PCL repair or reconstructive surgery is surgery on the posterior cruciate ligament (PCL), which runs on the back of the knee, crossing the anterior cruciate ligament (ACL) in an X shape. These injuries are relatively rare and difficult to detect, as they are on the back of the knee, and occur most often during sports or other high-impact activity. PCL surgery on its own is rarely performed, unless other ligaments are torn and a combined reconstruction/repair surgery is necessary.
PCL reconstruction surgery uses a graft to replace the ligament. Typically, the grafts come from your own body and include tissue taken from the kneecap tendon or one of the hamstring tendons. Other good choices include allograft tissue (donor tissue). On the other hand, PCL repair surgery sews the ends of the torn ligament back together.
Most PCL repair surgery is done by reconstructing the PCL, since reconstruction typically leads to better results than repair surgery. Repair surgery generally is only used in the case of an avulsion fracture (a separation of the ligament and a piece of the bone from the rest of the bone). In this case, the bone fragment connected to the PCL is reattached to the bone. PCL repair surgery is done by making small incisions in the knee and inserting instruments through these incisions (arthroscopic surgery) or by creating a large incision in the knee (open surgery). In either case, regional or general anesthesia can be used. PCL surgery is typically done on an outpatient basis.
Who is a candidate?
Candidates for PCL repair or reconstruction surgery generally have experienced a direct and severe blow to the front of the knee (as is common in contact sports). There may be a pulling or unnatural stretching of the ligament, and a simple misstep hinders further movement. More often than not, orthopedic surgeons recommend nonsurgical treatment for PCL injuries, as the outcomes from both are variable, and surgery will not necessary lead to more improvement than continuous physical therapy.
Who is not a candidate?
Candidates who have a partially torn PCL, but no symptoms of pain/instability or other combined knee injuries are not good candidates for PCL surgery. The vast majority of patients with a torn PCL will not see greater benefits from arthroscopic or open-knee surgery over nonsurgical management.

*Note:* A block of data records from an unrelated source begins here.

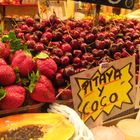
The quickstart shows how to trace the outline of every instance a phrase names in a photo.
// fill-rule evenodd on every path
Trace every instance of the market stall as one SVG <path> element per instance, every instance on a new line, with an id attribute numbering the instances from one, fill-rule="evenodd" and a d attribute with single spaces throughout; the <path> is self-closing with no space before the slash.
<path id="1" fill-rule="evenodd" d="M 140 140 L 138 4 L 1 2 L 0 139 Z"/>

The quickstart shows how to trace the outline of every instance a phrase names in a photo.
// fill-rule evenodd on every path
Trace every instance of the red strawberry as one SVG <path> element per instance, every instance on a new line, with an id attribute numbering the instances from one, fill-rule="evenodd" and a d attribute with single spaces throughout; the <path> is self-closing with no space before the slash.
<path id="1" fill-rule="evenodd" d="M 0 58 L 0 66 L 7 65 L 6 61 L 3 58 Z"/>
<path id="2" fill-rule="evenodd" d="M 11 60 L 11 66 L 18 68 L 22 76 L 28 76 L 34 69 L 32 57 L 22 50 L 16 51 Z"/>
<path id="3" fill-rule="evenodd" d="M 15 80 L 16 75 L 14 70 L 8 65 L 0 65 L 0 84 L 8 86 L 13 84 Z"/>
<path id="4" fill-rule="evenodd" d="M 1 58 L 7 58 L 10 55 L 10 48 L 8 45 L 5 45 L 4 43 L 0 42 L 0 57 Z"/>
<path id="5" fill-rule="evenodd" d="M 57 72 L 57 64 L 51 58 L 48 59 L 37 59 L 36 68 L 39 69 L 40 73 L 52 78 Z"/>
<path id="6" fill-rule="evenodd" d="M 4 91 L 5 97 L 0 101 L 1 109 L 15 109 L 23 104 L 26 94 L 23 87 L 12 85 L 5 87 Z"/>
<path id="7" fill-rule="evenodd" d="M 54 102 L 55 90 L 51 81 L 44 75 L 31 74 L 30 97 L 39 102 Z"/>

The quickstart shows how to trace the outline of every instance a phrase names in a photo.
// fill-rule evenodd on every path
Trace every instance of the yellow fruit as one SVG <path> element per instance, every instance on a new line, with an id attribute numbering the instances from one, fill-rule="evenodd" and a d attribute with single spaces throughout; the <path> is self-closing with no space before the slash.
<path id="1" fill-rule="evenodd" d="M 74 134 L 73 125 L 60 114 L 30 113 L 0 118 L 0 139 L 67 140 Z"/>

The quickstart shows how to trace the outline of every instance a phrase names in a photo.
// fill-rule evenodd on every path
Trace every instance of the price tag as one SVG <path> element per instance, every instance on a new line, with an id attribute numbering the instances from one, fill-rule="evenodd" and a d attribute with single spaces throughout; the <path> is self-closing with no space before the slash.
<path id="1" fill-rule="evenodd" d="M 134 56 L 101 64 L 70 79 L 75 110 L 87 124 L 101 114 L 105 121 L 134 107 Z"/>
<path id="2" fill-rule="evenodd" d="M 81 0 L 81 1 L 126 9 L 132 9 L 134 7 L 134 0 Z"/>

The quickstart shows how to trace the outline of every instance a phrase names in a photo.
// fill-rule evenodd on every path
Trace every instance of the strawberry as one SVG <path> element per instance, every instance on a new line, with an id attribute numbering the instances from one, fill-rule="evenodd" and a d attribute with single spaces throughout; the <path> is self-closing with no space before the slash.
<path id="1" fill-rule="evenodd" d="M 29 92 L 31 99 L 38 102 L 54 102 L 55 101 L 55 90 L 52 82 L 44 75 L 39 75 L 37 72 L 32 73 L 29 78 Z"/>
<path id="2" fill-rule="evenodd" d="M 11 61 L 11 66 L 18 68 L 21 76 L 28 76 L 34 69 L 32 56 L 22 50 L 16 51 Z"/>
<path id="3" fill-rule="evenodd" d="M 57 64 L 51 58 L 47 59 L 37 59 L 36 68 L 41 74 L 47 76 L 48 78 L 53 78 L 57 72 Z"/>
<path id="4" fill-rule="evenodd" d="M 23 104 L 26 95 L 25 89 L 23 87 L 12 85 L 5 87 L 3 91 L 5 94 L 0 100 L 1 109 L 15 109 Z M 0 90 L 0 92 L 2 92 L 2 90 Z"/>
<path id="5" fill-rule="evenodd" d="M 0 66 L 7 65 L 6 61 L 3 58 L 0 58 Z"/>
<path id="6" fill-rule="evenodd" d="M 8 45 L 0 42 L 0 58 L 6 59 L 10 55 L 10 48 Z"/>
<path id="7" fill-rule="evenodd" d="M 11 85 L 15 82 L 16 75 L 12 67 L 0 65 L 0 84 L 3 86 Z"/>

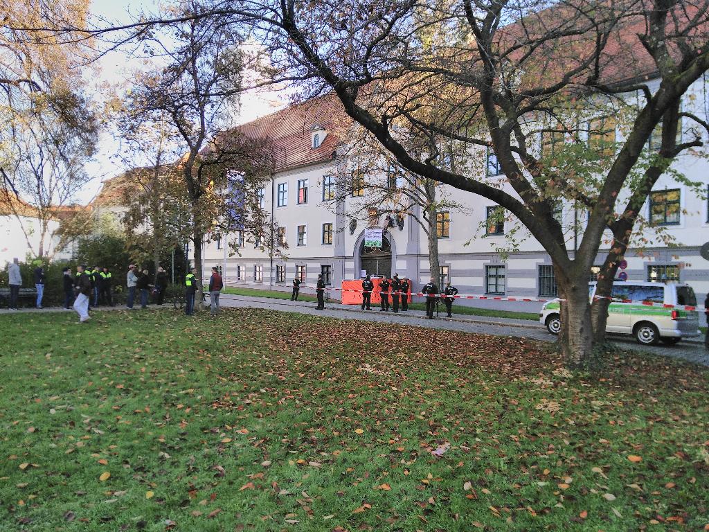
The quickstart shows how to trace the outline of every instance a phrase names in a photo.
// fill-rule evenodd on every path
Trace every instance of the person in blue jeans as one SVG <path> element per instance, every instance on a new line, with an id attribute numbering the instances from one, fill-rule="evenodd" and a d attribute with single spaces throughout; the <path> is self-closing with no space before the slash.
<path id="1" fill-rule="evenodd" d="M 192 268 L 189 273 L 184 276 L 184 314 L 186 316 L 194 314 L 194 294 L 197 290 L 196 268 Z"/>

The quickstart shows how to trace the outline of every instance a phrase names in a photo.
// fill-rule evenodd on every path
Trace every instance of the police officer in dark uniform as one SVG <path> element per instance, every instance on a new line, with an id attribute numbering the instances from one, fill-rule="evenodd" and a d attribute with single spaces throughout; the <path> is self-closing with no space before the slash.
<path id="1" fill-rule="evenodd" d="M 379 299 L 381 300 L 379 312 L 389 311 L 389 279 L 384 277 L 379 283 Z"/>
<path id="2" fill-rule="evenodd" d="M 433 310 L 436 308 L 436 301 L 437 300 L 438 287 L 436 286 L 435 279 L 431 277 L 430 282 L 423 285 L 421 292 L 426 294 L 426 317 L 428 319 L 433 319 Z"/>
<path id="3" fill-rule="evenodd" d="M 408 289 L 411 287 L 411 285 L 408 282 L 408 279 L 404 277 L 401 279 L 401 311 L 408 310 Z"/>
<path id="4" fill-rule="evenodd" d="M 316 292 L 318 292 L 318 310 L 325 310 L 325 281 L 323 280 L 323 274 L 318 276 L 318 284 L 316 285 Z"/>
<path id="5" fill-rule="evenodd" d="M 393 279 L 391 279 L 391 306 L 394 312 L 398 312 L 399 292 L 401 291 L 401 282 L 399 280 L 398 274 L 395 273 Z"/>
<path id="6" fill-rule="evenodd" d="M 443 290 L 443 293 L 445 294 L 445 297 L 443 298 L 443 303 L 445 304 L 445 309 L 448 312 L 447 318 L 452 317 L 451 316 L 451 311 L 453 309 L 453 299 L 455 299 L 455 295 L 458 293 L 458 289 L 454 286 L 452 286 L 450 281 L 445 285 L 445 289 Z"/>
<path id="7" fill-rule="evenodd" d="M 367 306 L 367 310 L 372 310 L 369 306 L 372 304 L 372 291 L 374 289 L 374 283 L 369 279 L 369 276 L 362 282 L 362 309 L 364 310 Z"/>

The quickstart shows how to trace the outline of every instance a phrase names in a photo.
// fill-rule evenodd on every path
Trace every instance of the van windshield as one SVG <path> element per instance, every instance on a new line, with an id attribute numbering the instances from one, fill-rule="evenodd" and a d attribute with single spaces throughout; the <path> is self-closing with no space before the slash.
<path id="1" fill-rule="evenodd" d="M 691 287 L 677 287 L 677 304 L 696 306 L 697 297 Z"/>

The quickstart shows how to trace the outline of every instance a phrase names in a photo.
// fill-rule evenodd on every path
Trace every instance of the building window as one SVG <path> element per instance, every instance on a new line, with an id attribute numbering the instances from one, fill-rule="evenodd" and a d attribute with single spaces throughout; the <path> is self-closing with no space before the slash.
<path id="1" fill-rule="evenodd" d="M 450 213 L 436 213 L 436 236 L 439 238 L 450 237 Z"/>
<path id="2" fill-rule="evenodd" d="M 298 226 L 298 245 L 308 245 L 308 229 L 306 226 Z"/>
<path id="3" fill-rule="evenodd" d="M 296 266 L 296 277 L 300 280 L 301 282 L 306 282 L 306 267 L 305 266 Z"/>
<path id="4" fill-rule="evenodd" d="M 495 155 L 495 152 L 489 146 L 487 148 L 487 174 L 500 175 L 502 173 L 502 168 L 500 167 L 500 161 Z"/>
<path id="5" fill-rule="evenodd" d="M 323 281 L 325 286 L 333 284 L 333 267 L 329 264 L 323 264 L 320 267 L 320 272 L 323 274 Z"/>
<path id="6" fill-rule="evenodd" d="M 501 295 L 505 293 L 505 267 L 485 267 L 485 293 Z"/>
<path id="7" fill-rule="evenodd" d="M 611 157 L 615 153 L 615 118 L 601 116 L 588 121 L 588 148 L 599 155 Z"/>
<path id="8" fill-rule="evenodd" d="M 505 234 L 504 211 L 501 207 L 490 206 L 485 212 L 486 233 L 489 235 Z"/>
<path id="9" fill-rule="evenodd" d="M 679 266 L 671 264 L 653 264 L 647 267 L 649 282 L 679 282 Z"/>
<path id="10" fill-rule="evenodd" d="M 660 226 L 679 223 L 679 189 L 650 192 L 650 221 Z"/>
<path id="11" fill-rule="evenodd" d="M 331 175 L 323 177 L 323 201 L 330 201 L 335 199 L 335 178 Z"/>
<path id="12" fill-rule="evenodd" d="M 323 224 L 323 245 L 332 245 L 333 244 L 333 224 Z"/>
<path id="13" fill-rule="evenodd" d="M 559 295 L 553 266 L 539 267 L 539 294 L 547 297 L 556 297 Z"/>
<path id="14" fill-rule="evenodd" d="M 308 203 L 308 179 L 298 179 L 298 204 Z"/>
<path id="15" fill-rule="evenodd" d="M 352 196 L 364 195 L 364 176 L 361 172 L 352 172 Z"/>
<path id="16" fill-rule="evenodd" d="M 443 287 L 446 285 L 446 283 L 450 280 L 450 266 L 439 266 L 438 278 L 440 279 L 440 288 L 441 292 L 442 292 Z"/>
<path id="17" fill-rule="evenodd" d="M 276 204 L 279 207 L 285 207 L 288 205 L 288 183 L 278 184 L 278 202 Z"/>

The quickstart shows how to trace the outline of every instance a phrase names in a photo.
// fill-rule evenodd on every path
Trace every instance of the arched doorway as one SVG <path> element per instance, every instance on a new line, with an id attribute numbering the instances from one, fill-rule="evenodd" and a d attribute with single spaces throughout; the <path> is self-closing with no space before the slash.
<path id="1" fill-rule="evenodd" d="M 367 271 L 368 275 L 391 275 L 391 245 L 384 235 L 381 248 L 368 248 L 362 240 L 359 245 L 360 269 Z"/>

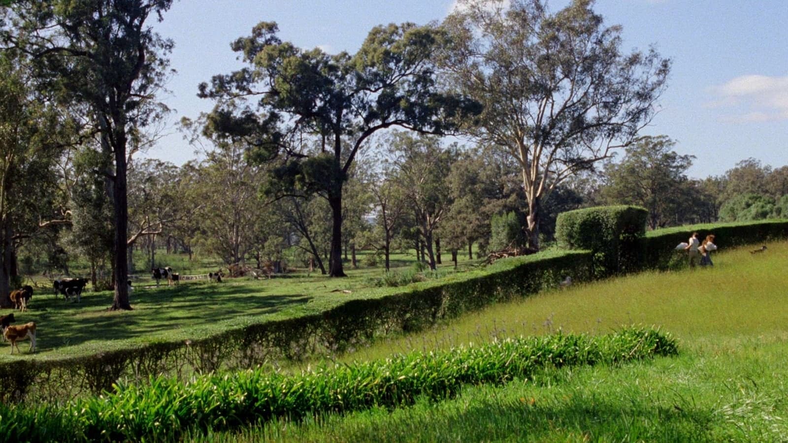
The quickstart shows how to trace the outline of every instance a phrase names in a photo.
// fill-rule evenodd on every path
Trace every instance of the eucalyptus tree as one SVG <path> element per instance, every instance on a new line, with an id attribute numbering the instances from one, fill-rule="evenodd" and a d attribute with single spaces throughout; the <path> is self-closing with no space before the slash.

Additionally, children whose growth plates are still open or anyone with a severe illness or infection are not good candidates. Nonsurgical and less invasive treatments such as a hinged knee brace or physical therapy may help restore the stability of the knee and reduce pain.
Preparation
Like other surgeries, PCL repairs require certain general surgery protocol such as preoperative blood testing, and cessation of smoking or use of pain relievers and anti-inflammatory drugs one week prior. You will likely be asked to stop eating or drinking the night before the surgery.
Recovery
Arthroscopic surgery is done on an outpatient basis, while more invasive surgery may require a multi-day hospital stay. Immediately after your procedure, your doctor will prescribe medication for pain relief and possibly a blood thinner to lessen the risk of blood clots. In the first few days after surgery, keep your leg elevated and apply ice to relieve swelling and prevent further inflammation. Ensure your incisions are kept clean and dry, and follow your surgeon’s instructions in regards to bathing, changing the dressing, and follow-up visits.
You can expect to return to normal activities in 4-6 months. Most patients use crutches for the first few weeks to avoid excessive pressure to the joint. It will be necessary to undergo a formal physical therapy program or regimen of knee-strengthening exercises and make take several months to a year. Physical therapy and rehabilitation will help restore motion and strengthen your leg and knee muscles.
Risks
As with any surgery, there are risks of complications related to infection or adverse reactions to anesthesia. It is difficult to perform PCL surgery without damaging the neurovascular structures in the area (back of the knee). Other known complications include nerve and blood vessel injury, blood clots, surgical scar area numbness, problems with the graft tendon (in the case of reconstructive surgery), or the need for additional revision surgery. Pain and swelling are expected and may persist in some form even with physical therapy, limiting future participation in athletic activities that require use of the knee.